I am no poet. My stubbornly erratic and controlling nature prefers prose as it allows more freedom to explain oneself without limitations. I wrote this for an assignment as an experiment in blank verse and dug it up to find, surprisingly, that I quite liked it.
I have been told before that I am too literary and need to focus more on plot (hence the horror anthology) but reading this made me recall the rewards of spending days poring over a single line or phrase in order to convey a particular sense or feeling. This is an exercise I am keen to take up again as it can only produce better writing.
The inspiration for this poem was all those early morning assemblies where we listened to folk music on the way in before being fed bible stories alongside fairy tales. It struck me recently that I could never tell the difference. In that hall, biblical tyrants, John Denver and the three billy-goats Gruff were all of the same world; a world which my mum happened to have a painting of in our living room. The feeling I got from this painting was utter emptiness and abandonment, terrifying but thrilling to my memory. In reality it was probably just ‘a little bit Abigail’s Party’.
According To Eve
In the beginning all the world was sepia;
I know because my mother kept a picture-
an ochre bridge that spoke of long ago,
a plate of burnished bronze pooled dead below,
when Frith flared crimson, stewed blood orange skies
that warmed the animals who rustled by
the woods where merry men danced to the lyre
and witches sang Cat Stevens round a fire.

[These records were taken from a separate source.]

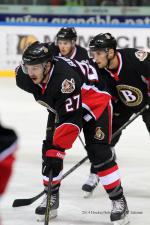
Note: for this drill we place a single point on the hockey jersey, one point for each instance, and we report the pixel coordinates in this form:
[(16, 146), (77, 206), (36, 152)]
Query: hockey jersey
[(67, 94), (131, 81)]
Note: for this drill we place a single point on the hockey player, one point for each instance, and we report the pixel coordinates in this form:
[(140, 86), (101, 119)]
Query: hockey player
[(60, 85), (66, 46), (126, 72)]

A constant copper dawn where none knew night.
Shadows of bones and crows, Shepherd’s Delight.
When I was small and mostly all was bright,
the grass was green like Wednesdays and the night
and day agreed to share the Godless land
and so those bygone times were at an end,
had given way to clocks and parking meters,
corrugated iron, gum, Blue Peter;
unless you were a pupil at our school
who every morning marched into the hall,
a dusky cave where dirty curtains closed
the tired, streaming children in with those
whose tales took place before we were yet born,
who tried and died and learned and prayed and warned;
a lesson in the glorious rewards
that come to you if you submit to God.
Daniel, patched from cut-out, faded paper,
neckless, earless, wearing lace-up trainers,
stroked the manes of peachy-headed lions
and the hero David slayed a cardboard giant.
With aching knees and freezing thighs I sat.

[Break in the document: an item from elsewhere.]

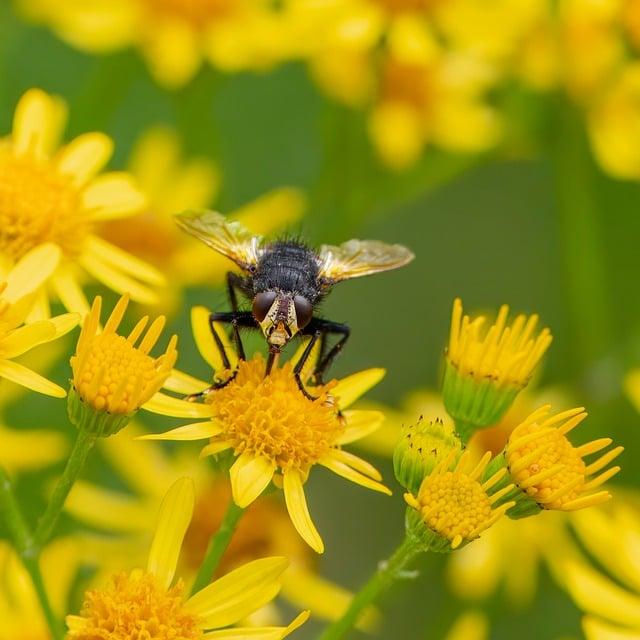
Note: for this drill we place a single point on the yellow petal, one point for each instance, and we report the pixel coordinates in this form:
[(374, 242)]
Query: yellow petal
[(24, 338), (348, 473), (174, 518), (32, 270), (250, 476), (298, 510), (258, 633), (123, 260), (239, 593), (21, 375), (37, 123), (113, 195), (85, 156), (195, 431), (349, 389), (360, 424), (176, 408)]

Through gritty deserts formed between the cracks
of dull brown tiles that smelled of old soup skin,
my finger traced the path of the three kings.
A Garden of Eden, built from fuzzy felt,
seduced the innocent ones as they knelt,
enthralled by Jesus’ sacrifice and pain;
the threat of hell was never far away.
Inspired by these arty, crafty men
I went into the world as it was then;
with young teeth bared, devoured forbidden fruit,
and with elation, saw that it was good.